A place of distinction, the Country Club offers the most pleasant stay and the most lavish setting for sporting and private celebrations alike.
This 18th Century Broxbournebury Mansion overlooks the golf course from each side and meanders through ancient grounds once owned by The Order of the Knights Hospitallers of St John.
Jack Nicklaus II designed the Golf Course, which is a par 70 spread across 6276 yards of beautiful Hertfordshire countryside, making full use of the natural surroundings.
The lakes and forests in the area create natural hazards for all golfers, acting as protection against the shorter yardage.
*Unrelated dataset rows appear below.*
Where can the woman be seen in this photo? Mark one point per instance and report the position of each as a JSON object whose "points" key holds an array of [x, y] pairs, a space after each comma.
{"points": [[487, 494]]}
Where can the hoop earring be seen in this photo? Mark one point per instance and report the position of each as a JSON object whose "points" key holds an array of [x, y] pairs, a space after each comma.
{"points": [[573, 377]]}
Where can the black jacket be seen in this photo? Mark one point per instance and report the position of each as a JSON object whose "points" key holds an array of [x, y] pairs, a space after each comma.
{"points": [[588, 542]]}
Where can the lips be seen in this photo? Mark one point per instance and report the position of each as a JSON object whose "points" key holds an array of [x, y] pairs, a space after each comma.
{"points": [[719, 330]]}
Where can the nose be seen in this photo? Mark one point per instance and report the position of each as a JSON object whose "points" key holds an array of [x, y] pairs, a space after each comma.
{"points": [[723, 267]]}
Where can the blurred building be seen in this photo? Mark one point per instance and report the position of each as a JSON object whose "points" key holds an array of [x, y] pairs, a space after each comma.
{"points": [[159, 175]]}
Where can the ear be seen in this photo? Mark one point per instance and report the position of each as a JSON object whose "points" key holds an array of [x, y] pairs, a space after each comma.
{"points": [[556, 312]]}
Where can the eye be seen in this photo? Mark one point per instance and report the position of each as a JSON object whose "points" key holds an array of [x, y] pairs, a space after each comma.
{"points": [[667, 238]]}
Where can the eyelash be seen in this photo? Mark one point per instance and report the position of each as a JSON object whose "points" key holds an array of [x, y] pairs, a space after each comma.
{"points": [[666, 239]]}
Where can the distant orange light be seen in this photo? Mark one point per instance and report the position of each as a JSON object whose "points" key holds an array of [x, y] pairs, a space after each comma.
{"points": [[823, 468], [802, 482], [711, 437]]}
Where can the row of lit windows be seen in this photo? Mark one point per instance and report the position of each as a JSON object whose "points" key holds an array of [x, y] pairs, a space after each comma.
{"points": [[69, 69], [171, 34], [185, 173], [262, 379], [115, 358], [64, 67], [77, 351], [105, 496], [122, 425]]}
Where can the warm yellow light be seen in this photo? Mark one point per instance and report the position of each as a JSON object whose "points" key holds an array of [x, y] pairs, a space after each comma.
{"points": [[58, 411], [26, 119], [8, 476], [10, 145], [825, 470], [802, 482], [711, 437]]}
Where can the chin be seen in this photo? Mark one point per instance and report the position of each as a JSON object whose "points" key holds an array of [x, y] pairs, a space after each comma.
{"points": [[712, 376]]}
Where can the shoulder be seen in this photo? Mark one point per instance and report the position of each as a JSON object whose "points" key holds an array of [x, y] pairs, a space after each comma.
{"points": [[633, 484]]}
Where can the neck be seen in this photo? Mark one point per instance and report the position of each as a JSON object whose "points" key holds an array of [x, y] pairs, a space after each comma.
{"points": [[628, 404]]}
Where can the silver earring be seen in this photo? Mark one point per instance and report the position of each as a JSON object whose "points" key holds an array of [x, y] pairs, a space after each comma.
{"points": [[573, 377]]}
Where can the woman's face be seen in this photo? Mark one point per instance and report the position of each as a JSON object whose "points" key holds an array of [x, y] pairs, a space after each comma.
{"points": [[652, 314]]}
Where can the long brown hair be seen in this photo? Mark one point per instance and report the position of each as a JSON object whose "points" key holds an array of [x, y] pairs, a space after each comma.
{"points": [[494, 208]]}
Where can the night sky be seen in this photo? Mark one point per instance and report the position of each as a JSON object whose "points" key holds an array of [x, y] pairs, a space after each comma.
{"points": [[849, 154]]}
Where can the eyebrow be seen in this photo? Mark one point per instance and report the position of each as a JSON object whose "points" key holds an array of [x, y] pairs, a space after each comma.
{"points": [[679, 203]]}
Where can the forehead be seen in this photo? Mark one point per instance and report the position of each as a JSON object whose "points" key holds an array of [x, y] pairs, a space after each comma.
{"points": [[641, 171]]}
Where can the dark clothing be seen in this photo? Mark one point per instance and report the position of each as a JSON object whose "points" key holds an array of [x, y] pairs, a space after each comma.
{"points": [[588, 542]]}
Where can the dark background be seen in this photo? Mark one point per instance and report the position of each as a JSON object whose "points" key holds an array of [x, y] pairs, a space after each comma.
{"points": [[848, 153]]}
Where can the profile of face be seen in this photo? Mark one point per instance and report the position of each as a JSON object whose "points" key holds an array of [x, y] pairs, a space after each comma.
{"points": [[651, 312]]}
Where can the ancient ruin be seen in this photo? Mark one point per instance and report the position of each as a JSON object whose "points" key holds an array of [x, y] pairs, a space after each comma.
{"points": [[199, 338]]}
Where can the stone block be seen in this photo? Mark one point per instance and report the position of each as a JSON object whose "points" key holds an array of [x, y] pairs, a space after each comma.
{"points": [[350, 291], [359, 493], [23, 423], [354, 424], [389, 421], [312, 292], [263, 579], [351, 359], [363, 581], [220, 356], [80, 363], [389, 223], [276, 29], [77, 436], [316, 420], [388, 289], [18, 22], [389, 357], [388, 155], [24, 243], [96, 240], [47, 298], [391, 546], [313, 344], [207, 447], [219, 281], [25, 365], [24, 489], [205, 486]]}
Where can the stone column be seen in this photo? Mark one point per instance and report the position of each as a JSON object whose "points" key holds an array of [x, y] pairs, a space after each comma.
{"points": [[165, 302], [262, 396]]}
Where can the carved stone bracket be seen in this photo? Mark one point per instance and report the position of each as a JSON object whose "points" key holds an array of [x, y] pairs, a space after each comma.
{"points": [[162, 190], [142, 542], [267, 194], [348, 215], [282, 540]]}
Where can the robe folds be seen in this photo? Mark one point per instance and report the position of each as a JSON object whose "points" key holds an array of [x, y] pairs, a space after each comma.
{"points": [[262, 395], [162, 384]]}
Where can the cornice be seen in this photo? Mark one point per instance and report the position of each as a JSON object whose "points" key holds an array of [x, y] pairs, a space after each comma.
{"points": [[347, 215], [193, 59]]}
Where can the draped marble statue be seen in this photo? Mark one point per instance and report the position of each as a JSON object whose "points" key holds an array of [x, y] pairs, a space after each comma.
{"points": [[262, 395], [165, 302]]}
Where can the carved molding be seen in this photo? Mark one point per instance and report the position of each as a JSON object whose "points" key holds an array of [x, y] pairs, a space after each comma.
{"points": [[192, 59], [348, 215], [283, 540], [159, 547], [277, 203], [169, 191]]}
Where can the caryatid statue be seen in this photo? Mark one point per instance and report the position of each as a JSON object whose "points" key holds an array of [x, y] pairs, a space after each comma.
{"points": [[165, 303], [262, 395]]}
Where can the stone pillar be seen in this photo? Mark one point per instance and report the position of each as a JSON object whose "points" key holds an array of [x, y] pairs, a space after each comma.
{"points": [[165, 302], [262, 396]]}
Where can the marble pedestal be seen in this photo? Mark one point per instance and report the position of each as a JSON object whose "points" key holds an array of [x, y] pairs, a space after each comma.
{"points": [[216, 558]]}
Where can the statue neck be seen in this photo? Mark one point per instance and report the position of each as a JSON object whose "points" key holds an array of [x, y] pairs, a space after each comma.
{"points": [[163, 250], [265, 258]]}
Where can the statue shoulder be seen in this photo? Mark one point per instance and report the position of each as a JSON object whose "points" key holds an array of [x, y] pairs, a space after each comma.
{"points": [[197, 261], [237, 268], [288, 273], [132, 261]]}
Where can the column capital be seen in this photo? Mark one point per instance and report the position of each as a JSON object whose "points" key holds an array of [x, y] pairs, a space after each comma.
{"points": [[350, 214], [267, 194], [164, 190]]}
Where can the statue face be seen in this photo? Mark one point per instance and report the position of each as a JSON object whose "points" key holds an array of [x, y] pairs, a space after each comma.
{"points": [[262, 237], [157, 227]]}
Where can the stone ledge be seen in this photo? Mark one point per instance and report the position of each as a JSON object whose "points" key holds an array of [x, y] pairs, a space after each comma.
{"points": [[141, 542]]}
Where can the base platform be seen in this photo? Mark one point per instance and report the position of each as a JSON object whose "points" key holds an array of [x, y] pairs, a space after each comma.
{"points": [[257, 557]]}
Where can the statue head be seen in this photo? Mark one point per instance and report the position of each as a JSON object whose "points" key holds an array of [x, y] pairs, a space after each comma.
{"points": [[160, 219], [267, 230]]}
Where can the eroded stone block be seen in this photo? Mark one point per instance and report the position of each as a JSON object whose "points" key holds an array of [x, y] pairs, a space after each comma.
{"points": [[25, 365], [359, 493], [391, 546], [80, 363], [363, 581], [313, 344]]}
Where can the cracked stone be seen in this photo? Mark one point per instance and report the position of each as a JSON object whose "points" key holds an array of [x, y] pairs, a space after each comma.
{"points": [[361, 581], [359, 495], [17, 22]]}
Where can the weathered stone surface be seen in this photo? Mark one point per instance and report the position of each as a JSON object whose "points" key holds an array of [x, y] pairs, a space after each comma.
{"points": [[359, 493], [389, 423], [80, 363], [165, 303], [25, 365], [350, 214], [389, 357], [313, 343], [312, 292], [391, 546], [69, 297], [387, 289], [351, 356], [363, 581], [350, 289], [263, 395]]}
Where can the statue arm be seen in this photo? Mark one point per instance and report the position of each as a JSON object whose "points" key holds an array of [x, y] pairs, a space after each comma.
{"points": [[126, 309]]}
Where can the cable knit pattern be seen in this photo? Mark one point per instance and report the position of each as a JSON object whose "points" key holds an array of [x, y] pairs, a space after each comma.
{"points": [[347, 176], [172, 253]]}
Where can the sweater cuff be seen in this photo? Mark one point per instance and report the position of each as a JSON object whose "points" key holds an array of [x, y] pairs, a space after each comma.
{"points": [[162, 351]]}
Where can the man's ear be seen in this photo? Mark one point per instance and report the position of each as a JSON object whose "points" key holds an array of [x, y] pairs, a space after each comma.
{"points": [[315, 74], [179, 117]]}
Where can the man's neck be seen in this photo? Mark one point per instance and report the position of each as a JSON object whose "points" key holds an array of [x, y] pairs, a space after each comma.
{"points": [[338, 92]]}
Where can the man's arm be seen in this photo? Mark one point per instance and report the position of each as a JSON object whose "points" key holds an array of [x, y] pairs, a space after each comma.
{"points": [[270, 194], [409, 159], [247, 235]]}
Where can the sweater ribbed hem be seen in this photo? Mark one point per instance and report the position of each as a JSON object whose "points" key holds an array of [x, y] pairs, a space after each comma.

With full irrigation cover of tees, fairways and greens, the course is in fantastic condition all year round.
Truly, a magnificent place to practice for a championship or relax when on holiday.
My journey started on a cold, wet November morning, trawling through dusty archives, maps and drawings of the estate; going through the motions of most historical researchers. I continued my search, until the head archivist came over to me with an unusual leather bound parchment box, beautifully made with inlaid ivory and deer stamped antlers impressed into the the leather. I paused with bated breath. It was the original 16th century deed of Broxbourne Manor, granted to John Cocke by King Henry VIII in 1544!
As far as historical research has shown, the Cocke family were courtiers and were very much in favour of the King of England and spent a lot of time at the royal palace, Hampton Court.
When John Cocke died in 1557, Broxbourne Manor was then passed to his wife Anne. She in turn bequeathed the entire Estate to her heir, Sir Henry Cocke, a favourable person in the household of Queen Elizabeth I of England, Circa 1560.
It’s in these moments, when I get to hold such important historical items of interest, I’m reminded why I conserve and restore artefacts. To me, history is fascinating and these important objects keep the story going from one generation to the next.